Dial directly on the Give a ring keypad — start with +48. The rate will be shown beneath the number as you type.
🇵🇱 Amazing Facts About Poland
A Cathedral Made of Salt, Underground
The Wieliczka Salt Mine near Krakow operated continuously from the 13th century until 1996. More than 100 metres underground, miners carved entire chapels out of rock salt — including the Chapel of St. Kinga, where even the chandeliers are made of salt crystal. UNESCO added it to the very first World Heritage List back in 1978.
A Melody That Never Finishes
Every hour, a trumpeter in the tower of St. Mary's Basilica in Krakow plays the hejnał — a short tune that cuts off mid-note. Legend says a 13th-century trumpeter was shot through the throat by a Mongol arrow while sounding the alarm, and the melody has been deliberately broken at the same spot ever since — for nearly 800 years running.
Two Nobel Prizes, One Woman
Maria Skłodowska-Curie was born in Warsaw and became the first person in history to win a Nobel Prize in two different sciences — Physics (1903) and Chemistry (1911). She named the element polonium after her native Poland, which didn't even exist on the map of Europe at the time.
🗺️ What Are the Best Places to Visit in Poland?
Warsaw — Risen From the Ashes
Warsaw's Old Town was 85% destroyed during World War II and rebuilt using 18th-century paintings by the Venetian artist Canaletto as a blueprint. It's now a UNESCO World Heritage Site — one of the rare cases where a meticulous reconstruction, not an original, earned the honour.
Krakow & Wawel Castle
Poland's former royal capital, home to the largest medieval market square in Europe (Rynek Główny, 200×200 m). The royal castle sits atop Wawel Hill, beneath which, legend says, lived the Wawel Dragon — defeated by the wit of a simple shoemaker.
Gdansk & the Baltic Coast
A Hanseatic port city with colourful Flemish Renaissance facades, the birthplace of the Solidarity movement, and Baltic Sea beaches nearby. Gdansk is one of the world's largest centres for amber trading and craft, prized locally as "Baltic gold."

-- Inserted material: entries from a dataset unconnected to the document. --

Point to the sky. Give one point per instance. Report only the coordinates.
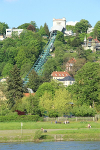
(18, 12)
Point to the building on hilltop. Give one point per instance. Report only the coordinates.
(70, 63)
(58, 25)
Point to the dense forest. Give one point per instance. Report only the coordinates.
(18, 55)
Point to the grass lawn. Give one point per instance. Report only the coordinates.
(46, 125)
(11, 131)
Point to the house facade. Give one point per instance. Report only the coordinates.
(69, 64)
(67, 81)
(9, 32)
(90, 43)
(59, 74)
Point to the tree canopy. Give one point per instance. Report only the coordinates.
(86, 87)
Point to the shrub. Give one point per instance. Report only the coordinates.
(37, 135)
(84, 111)
(53, 114)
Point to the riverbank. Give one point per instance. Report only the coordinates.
(51, 135)
(74, 131)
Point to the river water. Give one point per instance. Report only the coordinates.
(63, 145)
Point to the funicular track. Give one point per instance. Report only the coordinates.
(38, 66)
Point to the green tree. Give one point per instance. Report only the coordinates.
(60, 36)
(3, 27)
(42, 31)
(81, 52)
(86, 84)
(46, 29)
(6, 69)
(31, 27)
(14, 87)
(23, 26)
(34, 81)
(45, 87)
(82, 26)
(96, 31)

Wroclaw — The City of Dwarves
More than 600 tiny bronze dwarf statues are scattered across Wroclaw's streets, originally a symbol of the "Orange Alternative" resistance movement against communist rule. Today, hunting for dwarves has become a favourite pastime for visitors of all ages.
Zakopane & the Tatra Mountains
Poland's winter capital at the foot of the Tatra range, known for wooden regional architecture, thermal springs, and trails leading to Rysy, Poland's highest peak (2,499 m). A hiker's paradise in summer, a skier's paradise in winter.
Malbork — the World's Largest Castle
This Gothic Teutonic Order fortress on the Nogat River is considered the largest brick castle, and the largest castle by land area, in the world — covering roughly 21 hectares. Built in the 13th century, it's still staggering in scale even by modern standards.